Puede ser muy difícil obtener perdón para este tipo de pecados. El presidente Brigham Young dijo que es cien veces más fácil arrepentirse aquí en la tierra que en el mundo de los espíritus. De la misma manera, si llegamos allí en la condición correcta, es cien veces más fácil aprender en el mundo de los espíritus que aquí en esta vida. Así que debemos hacer lo que mejor podemos donde estamos. Ahora es el mejor momento para arrepentirse; entonces será el mejor momento para aprender.
Resurrección y juicio
La resurrección es una realidad hecha posible por nuestro Señor Jesucristo, quien, en las palabras de Pablo, fue “las primicias de los que durmieron” (1 Corintios 15:20-22). Y debido a que Él resucitó, todos los que han vivido o vivirán en la tierra también serán resucitados. Nos guste o no, viviremos de nuevo de todos modos y seremos juzgados según nuestras obras; y la condición en la que estemos en el momento de nuestra resurrección determinará en gran medida nuestra recompensa. Entonces, aquellos que son inmundos seguirán siendo inmundos, y aquellos que son justos seguirán siendo justos (2 Nefi 9:16). Y cada uno recibirá lo que se ha preparado para recibir.
El hombre no se salva en sus pecados
Por mucho que nuestro Padre Celestial nos ame y quiera ayudarnos a evitar la tristeza y la infelicidad, aún no hay mucho que pueda hacer por Sus hijos a menos que ellos lo deseen. Es un hecho sorprendente para muchas personas cristianas cuando los élderes mormones les dicen que Dios no puede salvar a Sus hijos en sus pecados. Pero esta es la palabra de Dios a través de Sus profetas. El profeta Alma, en una conversación con un hombre que profesaba ser religioso pero que no creía en Dios, dijo: “Y os digo otra vez que Él [Dios] no puede salvarlos en sus pecados; porque no puedo negar Su palabra, y Él ha dicho que ninguna cosa impura puede heredar el reino del cielo; por lo tanto, ¿cómo podéis ser salvos, a menos que heredéis el reino del cielo? Por tanto, no podéis ser salvos en vuestros pecados” (Alma 11:37).

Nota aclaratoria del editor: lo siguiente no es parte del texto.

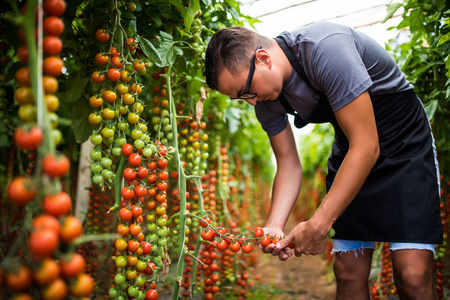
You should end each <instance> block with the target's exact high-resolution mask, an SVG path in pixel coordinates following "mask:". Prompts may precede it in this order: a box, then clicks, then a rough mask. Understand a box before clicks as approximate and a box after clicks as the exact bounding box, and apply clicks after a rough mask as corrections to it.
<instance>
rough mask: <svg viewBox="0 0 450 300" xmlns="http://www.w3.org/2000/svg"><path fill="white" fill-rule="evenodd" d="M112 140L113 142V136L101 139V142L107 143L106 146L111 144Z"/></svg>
mask: <svg viewBox="0 0 450 300" xmlns="http://www.w3.org/2000/svg"><path fill="white" fill-rule="evenodd" d="M113 142H114V137H110V138H105V139H103V144H105V145H108V146H109V145H111V144H112V143H113Z"/></svg>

Un requisito para la exaltación
Si el Señor no puede salvar a un hombre en sus pecados, tampoco puede forzarlo a arrepentirse. El arrepentimiento es necesario para la exaltación, pero el arrepentimiento es un asunto voluntario y, en palabras de Pablo, un don de Dios (Romanos 6:23); no un don en el sentido habitual de un objeto presentado, pero sí un don en un sentido real, presentado a cada uno de nosotros por el Salvador, el Señor Jesucristo, quien ha pagado el precio de nuestros pecados con la condición de que aceptemos Su sacrificio mediante el arrepentimiento. El Señor nos ha dado una clave, una señal de arrepentimiento: “Por esto podréis saber si un hombre se arrepiente de sus pecados; he aquí, los confesará y los abandonará” (D. y C. 58:43).
Doy testimonio de que Jesús es el Cristo, que Él vive y ha hecho posible y necesario el arrepentimiento para todos; que los mandamientos de Dios son dados por un Padre amoroso para hacernos libres aquí en la tierra y en el mundo de los espíritus, para que podamos entrar al mundo de los espíritus como espíritus sin inhibiciones, listos para recibir el nuevo conocimiento que estará allí para nosotros y para prepararnos para recibir un peso de gloria mucho mayor y eterno mediante la resurrección de los justos (D. y C. 132:16). Doy este testimonio en el nombre de nuestro Señor y Salvador, Jesucristo. Amén.